WooooDyy/Self-Polish

The experiment accuracy seems to be too low for gpt-3.5-turbo

ShadyPi opened this issue · 4 comments

Good idea! Polishing the question instead of prompt is a new angel of increasing the performance of LLM. However, the performance of gpt-3.5-turbo in your experiment is quite confusing because the accuracy is too low. According to my own experiment, without any extra prompt, the gpt-3.5-turbo gain 68% accuracy in GSM8K, higher than all your experiment results in GSM8K. The standard prompt in your code seems lead to a counterproductive effect on gpt-3.5-turbo's performance.

Thanks for your comment!

Firstly, prompts for standard Few-shot (without CoT or other techniques) are collected from the paper [1], following [2]. We report the results without performing any prompt engineering. Secondly, all the answer-side prompts are orthogonal to our methods. Here we just want to demonstrate the effectiveness of our problem-side method.

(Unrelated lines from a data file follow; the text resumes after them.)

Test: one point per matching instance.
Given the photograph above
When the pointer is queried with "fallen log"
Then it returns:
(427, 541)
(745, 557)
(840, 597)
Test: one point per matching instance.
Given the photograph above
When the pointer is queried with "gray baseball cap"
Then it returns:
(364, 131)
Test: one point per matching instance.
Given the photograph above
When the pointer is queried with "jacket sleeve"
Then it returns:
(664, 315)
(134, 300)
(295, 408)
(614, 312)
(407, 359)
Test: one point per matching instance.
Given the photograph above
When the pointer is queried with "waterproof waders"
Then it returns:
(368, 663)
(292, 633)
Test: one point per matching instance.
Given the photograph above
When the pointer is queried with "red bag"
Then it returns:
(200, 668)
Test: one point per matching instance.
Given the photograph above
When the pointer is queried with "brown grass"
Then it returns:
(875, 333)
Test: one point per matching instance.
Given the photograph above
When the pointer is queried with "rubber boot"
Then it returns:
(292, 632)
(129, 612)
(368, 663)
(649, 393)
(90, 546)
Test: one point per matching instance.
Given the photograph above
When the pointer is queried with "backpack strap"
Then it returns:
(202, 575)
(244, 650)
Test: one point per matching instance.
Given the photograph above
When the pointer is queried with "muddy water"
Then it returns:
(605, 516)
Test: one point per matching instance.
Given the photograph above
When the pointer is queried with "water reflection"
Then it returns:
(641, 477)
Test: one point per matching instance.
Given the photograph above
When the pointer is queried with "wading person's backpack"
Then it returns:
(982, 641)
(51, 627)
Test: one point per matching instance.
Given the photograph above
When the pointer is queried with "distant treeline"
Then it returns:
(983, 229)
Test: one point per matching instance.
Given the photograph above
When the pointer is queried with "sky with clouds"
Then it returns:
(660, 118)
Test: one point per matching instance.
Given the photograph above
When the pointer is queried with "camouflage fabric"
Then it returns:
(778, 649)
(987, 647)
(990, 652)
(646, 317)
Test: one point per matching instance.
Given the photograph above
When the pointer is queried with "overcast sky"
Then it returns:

[1] Chain-of-Thought Prompting Elicits Reasoning in Large Language Models

[2] Progressive-Hint Prompting Improves Reasoning in Large Language Models

Thanks for your reply!

I understand what you mean. You have proved that your method works on davinci-002 and 003. However, the prompt in paper [1] and paper [2] may be useful for GPT3 and Instruct-GPT (e.g., davinci-002 and 003), but for gpt-3.5-turbo, which is fine-tuned on chat, the prompt doesn't work.

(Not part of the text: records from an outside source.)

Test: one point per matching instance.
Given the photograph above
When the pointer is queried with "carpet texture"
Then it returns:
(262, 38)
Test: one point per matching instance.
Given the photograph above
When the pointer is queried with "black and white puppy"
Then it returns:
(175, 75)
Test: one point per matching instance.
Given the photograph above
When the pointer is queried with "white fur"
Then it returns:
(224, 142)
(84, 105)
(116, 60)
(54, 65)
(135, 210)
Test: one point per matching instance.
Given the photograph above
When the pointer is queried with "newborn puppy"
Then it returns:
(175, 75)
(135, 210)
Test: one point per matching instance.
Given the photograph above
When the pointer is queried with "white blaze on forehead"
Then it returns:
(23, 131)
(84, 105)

According to my own experiment, without any prompt, and just extract the last number in gpt's response as the answer, the accuracy will achieve 68%. Therefore, while there is an increase in performance after applying your method, it's quite strange that your polish method combined with CoT or LtM only gains a performance of 65.5% on GSM8K.

Thank you very much for detailed comments!

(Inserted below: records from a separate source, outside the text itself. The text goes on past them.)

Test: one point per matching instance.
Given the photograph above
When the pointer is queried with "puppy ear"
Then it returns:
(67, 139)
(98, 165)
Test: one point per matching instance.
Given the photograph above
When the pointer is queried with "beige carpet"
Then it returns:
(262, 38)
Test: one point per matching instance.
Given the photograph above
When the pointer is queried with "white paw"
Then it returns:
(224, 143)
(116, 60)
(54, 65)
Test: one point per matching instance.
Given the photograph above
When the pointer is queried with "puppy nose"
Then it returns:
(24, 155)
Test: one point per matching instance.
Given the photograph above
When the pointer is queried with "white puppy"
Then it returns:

Actually, in the Standard Few-shot setting, the prompt will not elicit the model to generate intermediate reasoning steps. Instead, the model generate the answer directly.
But if you feed 3.5-turbo with only question (without any prompt), it may tend to generate intermediate reasoning steps, which conflicts with our setting.

We test one example without prompts and find gpt-3.5-turbo output intermediate steps :

{"question": "A robe takes 2 bolts of blue fiber and half that much white fiber.  How many bolts in total does it take?", "answer": "It takes 2/2=<<2/2=1>>1 bolt of white fiber\nSo the total amount of fabric is 2+1=<<2+1=3>>3 bolts of fabric\n#### 3"}

Btw, the results of 65.5% you mentioned are achieved with davinci-003 which is the main model of our experiments.

Thanks for your explanation! I have to say sorry that I got the backbone model in table3 wrong. In this case, I am looking forward to your further research on polishing questions to improve the performance of gpt-3.5-turbo in no-prompt situation!